A Chapter 7 341 meeting is a meeting with a Chapter 7 trustee who has been assigned to administer your case. The meeting usually lasts no longer than 10 minutes. The trustee will ask you a series of questions to determine whether you have assets that are worth more than your available exemptions or have made certain transfers of assets out of your name that he or she can recover and distribute among your creditors. If the Chapter 7 trustee determines that there are no assets that exceed your permissible exemptions, and there are no transfers that he can call back for the benefit of your creditors (which is the vast majority of the time), he or she will file a Report of No Distribution. Conversely, if there are assets or avoidable transfers, the trustee will file a Report of Assets, and you then deliver the assets to him or her for distribution to your creditors. The vast majority of the time, we receive the document discharging your legal obligation on your debts in a Chapter 7 case by email roughly 60 days after the 341 meeting, and that concludes the Chapter 7 case, except if there are assets to be administered.
When a Chapter 13 bankruptcy is filed, the debtors file a Chapter 13 plan proposing what their monthly payments to the Chapter 13 trustee will be for the length of the plan.
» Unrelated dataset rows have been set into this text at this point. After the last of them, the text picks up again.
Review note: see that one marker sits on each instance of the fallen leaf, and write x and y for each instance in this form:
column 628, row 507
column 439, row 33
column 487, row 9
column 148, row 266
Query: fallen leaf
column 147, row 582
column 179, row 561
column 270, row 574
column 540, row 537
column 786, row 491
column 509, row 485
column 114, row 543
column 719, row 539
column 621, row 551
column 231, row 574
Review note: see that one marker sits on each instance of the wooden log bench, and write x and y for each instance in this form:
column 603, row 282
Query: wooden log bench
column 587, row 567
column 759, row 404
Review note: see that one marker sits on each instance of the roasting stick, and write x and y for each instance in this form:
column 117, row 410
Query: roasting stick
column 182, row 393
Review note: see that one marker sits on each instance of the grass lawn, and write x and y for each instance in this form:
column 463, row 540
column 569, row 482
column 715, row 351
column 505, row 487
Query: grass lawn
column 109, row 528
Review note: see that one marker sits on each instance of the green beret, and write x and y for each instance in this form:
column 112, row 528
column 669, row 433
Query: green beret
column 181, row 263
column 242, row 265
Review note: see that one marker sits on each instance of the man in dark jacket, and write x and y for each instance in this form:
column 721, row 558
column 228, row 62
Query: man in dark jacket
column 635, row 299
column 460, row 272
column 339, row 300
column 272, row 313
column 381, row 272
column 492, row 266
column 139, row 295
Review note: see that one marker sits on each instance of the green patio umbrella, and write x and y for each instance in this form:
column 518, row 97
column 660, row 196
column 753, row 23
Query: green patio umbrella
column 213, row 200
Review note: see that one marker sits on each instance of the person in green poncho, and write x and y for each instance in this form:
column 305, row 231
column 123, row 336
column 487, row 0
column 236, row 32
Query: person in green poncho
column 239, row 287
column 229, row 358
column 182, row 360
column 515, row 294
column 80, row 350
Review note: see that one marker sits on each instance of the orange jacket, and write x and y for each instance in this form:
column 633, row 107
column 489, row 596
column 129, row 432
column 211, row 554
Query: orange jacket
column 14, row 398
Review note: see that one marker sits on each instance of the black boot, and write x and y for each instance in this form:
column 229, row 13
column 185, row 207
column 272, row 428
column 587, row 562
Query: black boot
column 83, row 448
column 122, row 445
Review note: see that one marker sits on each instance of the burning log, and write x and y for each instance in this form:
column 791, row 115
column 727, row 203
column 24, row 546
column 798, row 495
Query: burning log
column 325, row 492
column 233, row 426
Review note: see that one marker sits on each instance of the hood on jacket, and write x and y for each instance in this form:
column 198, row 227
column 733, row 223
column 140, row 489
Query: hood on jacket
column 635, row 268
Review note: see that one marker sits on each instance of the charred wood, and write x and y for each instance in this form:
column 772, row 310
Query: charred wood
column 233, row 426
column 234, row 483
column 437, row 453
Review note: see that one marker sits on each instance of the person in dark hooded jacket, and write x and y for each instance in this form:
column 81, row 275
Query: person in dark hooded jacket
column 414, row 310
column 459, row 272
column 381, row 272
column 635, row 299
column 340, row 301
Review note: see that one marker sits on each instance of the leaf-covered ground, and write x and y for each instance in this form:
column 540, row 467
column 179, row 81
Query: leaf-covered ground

Debtors must start making these payments within 30 days of filing the petition. In a Chapter 13 bankruptcy, a 341 meeting is also scheduled approximately five weeks after filing. In a Chapter 13, the trustee is more interested in your income and your ability to pay a sufficient amount into your Chapter 13 plan for the benefit of your creditors. Your creditors are given a period of time in which to submit claims to the Chapter 13 trustee. The bankruptcy court sets a hearing date to confirm the Chapter 13 plan. Once the plan is confirmed, you make your monthly payments for the duration of the plan. The plan may be modified along the way if changes in circumstances warrant it. When you’ve finished your plan payments, the court issues a discharge eliminating your legal obligation to pay the balances of your dischargeable debts.
Generally, no, unless they are listed on the petition as a creditor, a cosigner or a party to an existing contract you may have. However, bankruptcy filings are matters of public record but are not usually published in the paper.
Bankruptcy may appear on your credit report for anywhere between seven to 10 years. There’s nothing you can do to remove it, although you can contact the credit reporting agency if you believe something is reported inaccurately. You are free to apply for credit at any time following your discharge, but lenders are not required to give you credit or to extend you credit at attractive interest rates.